Это «сама привела» повисло в морозном воздухе чем-то особенно жестоким. Светка не выдержала. Она стала приходить чаще, приносить Наде пряники, яблоки, старую куклу своей дореволюционной поры. Девочка сначала дичилась, потом, увидев куклу, прижала её к себе так, что пальчики побелели. В её глазах появилась какая-то лихорадочная надежда.
Постепенно это стало частью жизни. Женя, её муж, человек суровый и практичный, сначала ворчал: мол, своих забот хватает. Но, увидев, как Надя робко играет с его сыном, как шепчет ему что-то на ушко, махнул рукой.
— Ладно. Только чтобы без формальностей. У нас и так жилплощадь — клетушка.
Света договорилась с администрацией. Те только обрадовались — ребёнок под присмотр, на государстве экономия. Надю стали забирать к себе на выходные, потом на неделю. Девочка расцветала. Она звонко смеялась, помогала Свете по хозяйству, возилась с Серёжкой. Она стала называть Свету мамой. Первый раз это вырвалось случайно, и Надя тут же испуганно закусила губу. Но Света обняла её и расплакалась.
Было одно странное воспоминание у Светы из того времени. Как-то она шила Наде платьице из своей старой синей кофты.
— Какая красивая ткань, — сказала Надя, проводя пальцами по материи.
— Тебе нравится? — обрадовалась Света. — Вот доношу и будет тебе новое платье.
— Бабушка моя тоже хорошо шила, — вдруг, отводя глаза, сказала девочка. — Только у неё нитки были особенные. И иголки.
— Какие особенные? — не поняла Света.
— Не знаю. Она говорила, что они с памятью. Что они всё помнят.
Девочка замолчала, словно сказала лишнее. А потом быстро защебетала о чём-то другом. Света тогда не придала этому значения. Детские фантазии. Единственное, что её смутило всерьёз — любое упоминание о той самой бабушке. В детдоме на расспросы отмалчивались, лица становились каменными. Даже фамилию её назвать отказывались. Будто боялись не её, а чего-то с ней связанного.
Но это был лишь мимолётный холодок под ложечкой, который быстро растворялся в повседневной суете. В тепле крошечной комнаты в общежитии, где пахло детской присыпкой, супом и надеждой. В смехе двух детей — своего кровного и того, кто стал своим по зову сердца. Казалось, так будет всегда. Что они — одна семья. Что они заберут Надю с собой, когда придёт время уезжать, и эта сибирская история останется лишь суровым, но тёплым воспоминанием о начале их большого пути.
Она ещё не знала, что некоторые нитки и правда помнят. Помнят зло. И что добро, не защищённое мудростью, может стать дверью для самой настоящей тьмы.

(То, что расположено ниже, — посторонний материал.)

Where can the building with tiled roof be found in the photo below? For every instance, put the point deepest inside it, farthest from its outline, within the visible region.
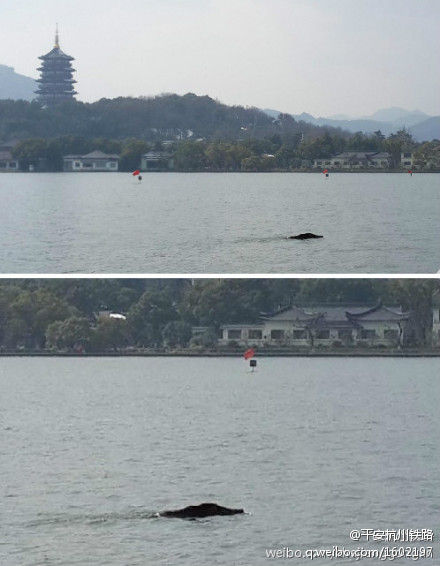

Пять лет пролетели как один долгий, морозный, но всё-таки счастливый день. Вызов в Москву стал для них чудом. Женя получил повышение, квартиру, пусть и малогабаритную, но свою. Вся их нехитрая пожит — чемоданы, Серёжка, теперь уже шустрый пятилетка, и Надя — уместилась в купе поезда. Надя, которой шёл уже одиннадцатый год, сидела, прижавшись лбом к холодному стеклу, и смотрела на убегающие в темноту огни сибирских посёлков. В её руках был зажат свёрток — подарок от воспитательниц: дешёвая кукла и набор карандашей. А в маленьком рюкзачке лежало её главное сокровище: несколько платьев и кофточек, которые Света сшила или перешила для неё из своих вещей. В том числе и то самое платье из синей кофты.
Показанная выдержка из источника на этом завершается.